Exemplos conhecidos incluem certos anfíbios, insetos e até mamíferos cujas
diferenças são detetadas pela análise acústica ou por estudos de filogenia.
O
estudo “When taxonomy lags behind evolution: Consevation implications of
cryptic diversity in the Iberian rabbit”, coordenado por Rafael Villafuerte e
Miguel Delibes-Mateos, em colaboração com investigadores do grupo TRAMAS,
distingue coelho ibérico “Oryctolagus algirus” (O. algirus) de coelho
europeu “Oryctolagus cuniculus” (O. cuniculus). O primeiro ocorre,
naturalmente, em Portugal e no Oeste de Espanha; o segundo domina o Leste da
Península e está na origem das populações introduzidas na Europa, na Oceânia e
na América, onde se comporta, muitas vezes, como espécie invasora.
Diz
Jesús Maturana que ambos os animais divergiram, há aproximadamente dois milhões
de anos, quando ficaram isolados em refúgios distintos, durante os períodos
glaciais: um, no vale do Ebro, e outro, no golfo de Cádis, quase não se tendo voltado
a cruzar, de forma significativa, apesar de, à primeira vista, serem muito
semelhantes.
As
diferenças não se limitam ao genoma, pois o O. algirus é mais pequeno, tem
pelame mais escuro, orelhas e patas traseiras mais curtas, ninhadas menos
numerosas e maturação sexual mais precoce do que o O. Cuniculus. E diferem
no microbioma intestinal, na composição da carne e nas comunidades de parasitas
que hospedam. Nas palavras de Villafuerte, “as duas espécies sempre estiveram
aí, o que mudou foi o nosso conhecimento sobre elas”.
Os
próprios autores citam precedentes: “Algo semelhante aconteceu com as
girafas, agrupadas numa única espécie, até que a genómica revelou que eram
afinal quatro, ou com os elefantes-africanos, hoje divididos em espécie de
savana e espécie de floresta.”
Segundo
os investigadores, esta descoberta é importante, pois, enquanto o coelho
europeu mantém populações estáveis ou em crescimento, em grande parte da sua
área de distribuição, chegando a provocar prejuízos agrícolas, em algumas
regiões, o coelho ibérico atravessa um declínio acentuado (em mais de 50%)

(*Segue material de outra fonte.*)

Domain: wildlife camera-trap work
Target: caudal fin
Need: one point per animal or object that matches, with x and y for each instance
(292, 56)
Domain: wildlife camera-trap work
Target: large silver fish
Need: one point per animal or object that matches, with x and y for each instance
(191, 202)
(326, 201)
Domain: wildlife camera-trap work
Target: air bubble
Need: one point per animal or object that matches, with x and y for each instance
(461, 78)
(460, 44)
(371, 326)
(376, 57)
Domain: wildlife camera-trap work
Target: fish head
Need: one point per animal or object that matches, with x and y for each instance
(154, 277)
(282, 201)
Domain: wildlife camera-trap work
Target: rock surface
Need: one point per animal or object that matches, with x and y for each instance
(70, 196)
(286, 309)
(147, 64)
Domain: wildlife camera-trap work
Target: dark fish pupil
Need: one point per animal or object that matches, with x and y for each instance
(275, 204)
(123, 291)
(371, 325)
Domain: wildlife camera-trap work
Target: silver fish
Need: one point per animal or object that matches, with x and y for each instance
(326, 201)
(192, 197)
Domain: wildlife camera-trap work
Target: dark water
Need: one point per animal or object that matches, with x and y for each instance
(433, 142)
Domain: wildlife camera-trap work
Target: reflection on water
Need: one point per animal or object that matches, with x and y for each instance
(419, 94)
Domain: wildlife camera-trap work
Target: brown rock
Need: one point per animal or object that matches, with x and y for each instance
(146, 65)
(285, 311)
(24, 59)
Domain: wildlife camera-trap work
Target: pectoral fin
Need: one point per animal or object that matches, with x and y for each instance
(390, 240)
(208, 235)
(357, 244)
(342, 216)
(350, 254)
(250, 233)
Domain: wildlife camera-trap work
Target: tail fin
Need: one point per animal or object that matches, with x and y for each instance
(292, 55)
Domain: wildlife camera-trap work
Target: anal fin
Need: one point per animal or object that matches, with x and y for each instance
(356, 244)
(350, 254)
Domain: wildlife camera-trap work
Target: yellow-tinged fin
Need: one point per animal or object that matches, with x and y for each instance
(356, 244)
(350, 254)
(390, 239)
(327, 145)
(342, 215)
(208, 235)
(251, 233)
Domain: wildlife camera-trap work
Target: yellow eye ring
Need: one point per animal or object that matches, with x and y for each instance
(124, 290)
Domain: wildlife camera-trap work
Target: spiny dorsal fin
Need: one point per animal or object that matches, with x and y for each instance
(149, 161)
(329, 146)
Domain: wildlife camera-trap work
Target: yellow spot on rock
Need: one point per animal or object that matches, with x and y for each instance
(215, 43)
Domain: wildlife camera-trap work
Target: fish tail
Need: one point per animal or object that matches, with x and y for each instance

em Portugal e no Sudoeste de Espanha. Ora, gerir ambos como se fossem uma única
espécie tem ocultado a gravidade dessa queda.
As
repovoações cinegéticas costumam introduzir exemplares de coelho europeu, mais
abundante e prolífico, em áreas onde antes só existia o coelho ibérico, o que acelera
a sua substituição, pela competição e pela hibridação. E Delibes-Mateos adverte:
“Não podemos continuar a gerir como uma só espécie dois coelhos que evoluíram
separadamente, durante quase dois milhões de anos.”
A
questão vai para lá do próprio animal. O coelho é presa de até 40 espécies
de predadores, entre eles, o lince ibérico e a águia imperial, pelo
que o seu estado de conservação condiciona o de grande parte da fauna
mediterrânica.
Reconhecer,
formalmente, as duas espécies permitiria, segundo os investigadores, criar
programas de monitorização, planos de recuperação e normas de caça
específicas para cada linhagem, em vez de aplicar critérios concebidos
para apenas uma delas.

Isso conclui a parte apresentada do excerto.